I’d tried the other day around 4:15PM to look for books.  I pulled back a cardboard box or two.  Pull wha's under this one.  Inspect this plastic Tupperware containers one by one.  In the end most of what I saw was one or two books of note, books which I’d gladly liberate from the basement dungeon and put them on the book shelf walls in the ground floor bedroom.   But there wasn’t much else to be found.   It was getting dark.  One of the bulbs was out.  Another day, then



This afternoon I returned.   In the far northeast corner there are seven our eight cardboard records.  Vinyl is heavy and fragile.  I realized as I moved one box and then another that all the books were in the plastic tubs at the very bottom of the floor.  I must have thought to put them on the ground just in case this basement flooded, though it never has.  And as I moved one liquor box full of records and then another I could see all the books I was looking for. 

Much of what I found were books from undergrad.  Rousseau’s “Social Contract,”  collections of Tolstoy short stories, a text book on oceanography.   The guest room that has served as one or another child’s bedroom over the years, has two large shelves that are empty and began to fill them now, one by one.  I thought of all the books that are stored over in Beijing that I won’t get to see any time soon.  Even if I had them, we won't be able to put them anywhere. 

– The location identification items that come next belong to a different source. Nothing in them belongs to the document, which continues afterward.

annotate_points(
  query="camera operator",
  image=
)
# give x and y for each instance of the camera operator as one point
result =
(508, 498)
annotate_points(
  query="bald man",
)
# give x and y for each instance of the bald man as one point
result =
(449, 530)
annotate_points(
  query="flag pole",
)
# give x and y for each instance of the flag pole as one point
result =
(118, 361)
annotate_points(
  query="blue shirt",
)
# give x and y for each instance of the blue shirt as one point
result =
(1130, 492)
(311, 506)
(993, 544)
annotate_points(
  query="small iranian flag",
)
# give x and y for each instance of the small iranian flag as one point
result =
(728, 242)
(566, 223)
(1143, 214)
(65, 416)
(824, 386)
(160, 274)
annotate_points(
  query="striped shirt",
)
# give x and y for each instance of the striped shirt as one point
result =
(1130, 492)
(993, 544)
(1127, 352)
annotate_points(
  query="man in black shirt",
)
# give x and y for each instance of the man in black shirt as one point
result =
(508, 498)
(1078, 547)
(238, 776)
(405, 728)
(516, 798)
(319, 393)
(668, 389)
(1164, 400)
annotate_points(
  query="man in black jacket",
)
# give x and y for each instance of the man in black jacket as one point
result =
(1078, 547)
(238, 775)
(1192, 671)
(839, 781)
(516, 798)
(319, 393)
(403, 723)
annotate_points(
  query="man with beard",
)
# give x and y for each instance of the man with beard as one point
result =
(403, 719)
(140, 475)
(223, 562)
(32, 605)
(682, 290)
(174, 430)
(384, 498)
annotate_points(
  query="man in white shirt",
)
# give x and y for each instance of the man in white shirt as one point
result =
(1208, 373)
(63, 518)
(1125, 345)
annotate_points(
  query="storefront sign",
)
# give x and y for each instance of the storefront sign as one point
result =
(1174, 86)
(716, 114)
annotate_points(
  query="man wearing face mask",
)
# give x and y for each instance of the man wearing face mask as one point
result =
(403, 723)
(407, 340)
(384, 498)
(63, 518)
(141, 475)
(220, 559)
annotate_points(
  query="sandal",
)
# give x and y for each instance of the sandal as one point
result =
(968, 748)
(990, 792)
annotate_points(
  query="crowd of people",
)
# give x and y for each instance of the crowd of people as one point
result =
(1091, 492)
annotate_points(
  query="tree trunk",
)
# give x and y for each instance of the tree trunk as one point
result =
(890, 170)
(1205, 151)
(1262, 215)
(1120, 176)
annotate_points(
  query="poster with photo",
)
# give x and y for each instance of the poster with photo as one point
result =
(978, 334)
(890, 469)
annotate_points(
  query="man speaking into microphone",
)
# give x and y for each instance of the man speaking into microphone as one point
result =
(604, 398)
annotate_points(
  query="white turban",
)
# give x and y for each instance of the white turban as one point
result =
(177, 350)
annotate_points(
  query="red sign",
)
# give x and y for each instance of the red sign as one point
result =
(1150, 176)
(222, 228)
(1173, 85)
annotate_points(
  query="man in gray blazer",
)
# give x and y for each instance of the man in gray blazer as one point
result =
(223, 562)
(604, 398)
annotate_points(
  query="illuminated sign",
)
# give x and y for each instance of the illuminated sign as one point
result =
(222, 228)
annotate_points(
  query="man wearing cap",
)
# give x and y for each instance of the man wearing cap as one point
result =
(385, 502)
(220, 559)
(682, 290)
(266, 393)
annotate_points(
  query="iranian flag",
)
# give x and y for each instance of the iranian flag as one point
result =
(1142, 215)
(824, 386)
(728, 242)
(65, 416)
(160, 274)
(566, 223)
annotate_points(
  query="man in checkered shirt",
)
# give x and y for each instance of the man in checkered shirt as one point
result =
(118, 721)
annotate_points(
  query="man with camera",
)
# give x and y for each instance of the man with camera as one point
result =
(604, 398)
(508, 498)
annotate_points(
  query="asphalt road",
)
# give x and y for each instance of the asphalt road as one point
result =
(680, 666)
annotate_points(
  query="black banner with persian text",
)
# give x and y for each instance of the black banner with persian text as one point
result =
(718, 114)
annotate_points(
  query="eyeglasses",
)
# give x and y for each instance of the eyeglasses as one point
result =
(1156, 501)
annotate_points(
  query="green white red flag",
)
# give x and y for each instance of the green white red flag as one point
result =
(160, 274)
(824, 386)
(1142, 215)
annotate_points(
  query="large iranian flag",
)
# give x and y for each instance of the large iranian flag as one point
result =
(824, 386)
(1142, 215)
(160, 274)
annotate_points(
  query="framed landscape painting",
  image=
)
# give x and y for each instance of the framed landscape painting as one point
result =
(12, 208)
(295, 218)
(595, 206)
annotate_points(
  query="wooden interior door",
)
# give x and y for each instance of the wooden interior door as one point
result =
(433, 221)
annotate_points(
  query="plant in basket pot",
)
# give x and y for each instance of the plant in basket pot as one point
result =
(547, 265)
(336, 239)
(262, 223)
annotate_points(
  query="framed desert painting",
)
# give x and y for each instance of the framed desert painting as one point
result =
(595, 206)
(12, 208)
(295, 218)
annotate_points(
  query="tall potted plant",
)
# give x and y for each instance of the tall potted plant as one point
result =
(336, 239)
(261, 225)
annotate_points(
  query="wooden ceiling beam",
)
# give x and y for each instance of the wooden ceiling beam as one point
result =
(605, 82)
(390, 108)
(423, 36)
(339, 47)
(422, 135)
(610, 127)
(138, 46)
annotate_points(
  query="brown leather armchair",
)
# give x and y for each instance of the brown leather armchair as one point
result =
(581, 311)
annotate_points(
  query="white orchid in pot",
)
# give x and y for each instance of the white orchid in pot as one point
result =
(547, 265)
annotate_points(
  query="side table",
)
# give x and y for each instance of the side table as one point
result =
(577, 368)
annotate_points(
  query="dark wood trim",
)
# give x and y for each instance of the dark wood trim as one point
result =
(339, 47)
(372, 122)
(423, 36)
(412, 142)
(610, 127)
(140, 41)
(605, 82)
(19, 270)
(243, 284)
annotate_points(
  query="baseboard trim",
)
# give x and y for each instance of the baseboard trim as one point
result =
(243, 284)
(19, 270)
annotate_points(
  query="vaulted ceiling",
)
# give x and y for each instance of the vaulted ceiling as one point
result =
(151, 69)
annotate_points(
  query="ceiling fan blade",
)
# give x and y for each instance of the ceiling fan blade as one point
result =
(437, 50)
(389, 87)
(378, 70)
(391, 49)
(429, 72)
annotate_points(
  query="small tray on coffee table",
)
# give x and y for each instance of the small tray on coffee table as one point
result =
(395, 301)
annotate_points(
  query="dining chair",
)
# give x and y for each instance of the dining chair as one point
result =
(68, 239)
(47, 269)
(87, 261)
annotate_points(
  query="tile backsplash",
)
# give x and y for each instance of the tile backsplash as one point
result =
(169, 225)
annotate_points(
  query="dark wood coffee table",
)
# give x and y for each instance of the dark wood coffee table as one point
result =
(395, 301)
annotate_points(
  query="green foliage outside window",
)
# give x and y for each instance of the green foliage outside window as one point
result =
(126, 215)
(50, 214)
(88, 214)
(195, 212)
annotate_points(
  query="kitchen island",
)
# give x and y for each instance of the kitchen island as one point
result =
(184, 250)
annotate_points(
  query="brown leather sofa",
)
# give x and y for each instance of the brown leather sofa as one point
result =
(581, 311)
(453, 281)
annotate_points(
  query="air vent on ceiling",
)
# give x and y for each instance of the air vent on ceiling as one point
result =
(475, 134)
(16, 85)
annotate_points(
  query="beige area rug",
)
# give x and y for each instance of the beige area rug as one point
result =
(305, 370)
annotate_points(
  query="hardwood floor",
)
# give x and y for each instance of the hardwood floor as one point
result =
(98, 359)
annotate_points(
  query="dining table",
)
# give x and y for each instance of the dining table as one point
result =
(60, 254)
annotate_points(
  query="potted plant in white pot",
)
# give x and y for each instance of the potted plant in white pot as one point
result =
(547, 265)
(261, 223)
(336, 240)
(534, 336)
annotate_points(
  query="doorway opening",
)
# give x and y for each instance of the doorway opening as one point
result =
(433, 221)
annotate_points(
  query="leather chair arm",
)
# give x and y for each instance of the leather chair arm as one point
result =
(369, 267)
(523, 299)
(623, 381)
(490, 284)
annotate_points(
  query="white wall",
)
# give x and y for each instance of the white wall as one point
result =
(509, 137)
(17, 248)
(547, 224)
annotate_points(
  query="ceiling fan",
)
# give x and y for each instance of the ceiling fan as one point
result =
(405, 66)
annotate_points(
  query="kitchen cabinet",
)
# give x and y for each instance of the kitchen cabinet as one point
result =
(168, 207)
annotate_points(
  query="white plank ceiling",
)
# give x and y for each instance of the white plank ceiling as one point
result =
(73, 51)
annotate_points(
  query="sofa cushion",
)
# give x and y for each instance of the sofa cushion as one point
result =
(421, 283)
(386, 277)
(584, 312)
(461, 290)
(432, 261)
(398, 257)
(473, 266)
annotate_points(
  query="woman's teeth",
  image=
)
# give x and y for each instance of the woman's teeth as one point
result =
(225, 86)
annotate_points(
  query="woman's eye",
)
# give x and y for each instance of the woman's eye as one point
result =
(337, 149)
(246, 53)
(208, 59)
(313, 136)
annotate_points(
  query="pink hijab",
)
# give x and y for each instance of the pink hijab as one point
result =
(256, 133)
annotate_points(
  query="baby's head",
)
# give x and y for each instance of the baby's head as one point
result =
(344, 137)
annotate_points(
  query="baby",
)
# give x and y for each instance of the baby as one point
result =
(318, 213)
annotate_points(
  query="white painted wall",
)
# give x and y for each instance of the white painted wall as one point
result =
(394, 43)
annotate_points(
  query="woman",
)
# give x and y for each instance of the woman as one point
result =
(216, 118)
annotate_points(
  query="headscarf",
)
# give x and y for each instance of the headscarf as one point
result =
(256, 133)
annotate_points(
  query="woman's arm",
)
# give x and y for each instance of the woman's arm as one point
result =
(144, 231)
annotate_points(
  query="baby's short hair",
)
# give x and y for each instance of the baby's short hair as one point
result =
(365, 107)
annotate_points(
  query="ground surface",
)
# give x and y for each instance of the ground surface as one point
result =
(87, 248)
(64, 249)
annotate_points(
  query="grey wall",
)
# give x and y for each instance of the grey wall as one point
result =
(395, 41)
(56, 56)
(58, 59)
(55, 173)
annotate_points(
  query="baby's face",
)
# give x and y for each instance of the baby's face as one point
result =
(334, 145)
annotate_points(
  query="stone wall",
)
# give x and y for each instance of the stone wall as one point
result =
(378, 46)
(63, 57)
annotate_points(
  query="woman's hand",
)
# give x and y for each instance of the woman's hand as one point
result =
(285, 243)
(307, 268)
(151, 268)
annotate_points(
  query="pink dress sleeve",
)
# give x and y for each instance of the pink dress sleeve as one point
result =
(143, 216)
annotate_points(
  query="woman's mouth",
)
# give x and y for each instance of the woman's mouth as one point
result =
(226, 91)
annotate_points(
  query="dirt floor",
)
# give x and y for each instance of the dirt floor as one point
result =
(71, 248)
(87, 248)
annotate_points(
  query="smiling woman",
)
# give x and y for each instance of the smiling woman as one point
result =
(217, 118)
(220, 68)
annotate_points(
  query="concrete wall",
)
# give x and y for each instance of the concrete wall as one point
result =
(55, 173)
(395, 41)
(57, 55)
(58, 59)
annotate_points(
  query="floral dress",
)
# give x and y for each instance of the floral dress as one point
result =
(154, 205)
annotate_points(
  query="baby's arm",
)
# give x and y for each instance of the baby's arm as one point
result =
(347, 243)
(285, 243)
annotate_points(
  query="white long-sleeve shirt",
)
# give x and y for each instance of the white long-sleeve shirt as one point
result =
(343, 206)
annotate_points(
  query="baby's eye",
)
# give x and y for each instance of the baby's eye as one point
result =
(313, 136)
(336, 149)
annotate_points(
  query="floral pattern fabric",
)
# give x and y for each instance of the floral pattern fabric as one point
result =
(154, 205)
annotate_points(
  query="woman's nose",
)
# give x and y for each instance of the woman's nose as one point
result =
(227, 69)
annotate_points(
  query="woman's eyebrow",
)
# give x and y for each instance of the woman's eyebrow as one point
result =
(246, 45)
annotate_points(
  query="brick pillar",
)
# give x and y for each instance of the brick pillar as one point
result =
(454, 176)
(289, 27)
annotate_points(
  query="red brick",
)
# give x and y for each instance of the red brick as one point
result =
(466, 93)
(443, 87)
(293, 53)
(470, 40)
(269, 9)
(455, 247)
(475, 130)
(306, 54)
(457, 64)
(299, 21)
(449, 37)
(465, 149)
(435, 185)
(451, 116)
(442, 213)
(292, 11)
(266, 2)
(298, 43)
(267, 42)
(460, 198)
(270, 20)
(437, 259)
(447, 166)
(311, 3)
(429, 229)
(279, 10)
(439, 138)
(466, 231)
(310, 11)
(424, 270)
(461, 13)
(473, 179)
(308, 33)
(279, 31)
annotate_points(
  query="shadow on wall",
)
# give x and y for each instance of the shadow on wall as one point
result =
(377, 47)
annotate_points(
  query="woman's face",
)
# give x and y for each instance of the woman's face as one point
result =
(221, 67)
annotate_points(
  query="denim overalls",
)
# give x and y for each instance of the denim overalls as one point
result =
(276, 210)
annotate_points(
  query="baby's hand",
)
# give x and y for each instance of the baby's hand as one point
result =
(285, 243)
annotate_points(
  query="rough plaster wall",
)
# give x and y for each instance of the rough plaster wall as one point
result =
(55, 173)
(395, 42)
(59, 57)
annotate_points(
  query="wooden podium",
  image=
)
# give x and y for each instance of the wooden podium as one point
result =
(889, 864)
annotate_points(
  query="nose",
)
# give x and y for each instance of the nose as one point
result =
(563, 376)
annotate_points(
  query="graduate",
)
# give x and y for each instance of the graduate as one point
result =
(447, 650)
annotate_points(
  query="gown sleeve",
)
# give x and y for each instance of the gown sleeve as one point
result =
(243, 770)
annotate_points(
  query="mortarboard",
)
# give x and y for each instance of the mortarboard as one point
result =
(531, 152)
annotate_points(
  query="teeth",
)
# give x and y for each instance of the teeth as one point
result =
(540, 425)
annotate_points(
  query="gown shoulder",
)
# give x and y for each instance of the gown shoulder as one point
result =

Later that night I got to button down my younger one so I could read to her.  We are approaching the ending of “Anna Karenina.”  But the focus was on Levin and Kitty who had just had a baby.  Tolstoy manages once again to perfectly render the male version, certainly of the frantic time before one welcomes a new born and how time, moves so differently and one's rhythms are so completely at odds with the rest of the world’ around you.  I remember those moments when time stood still.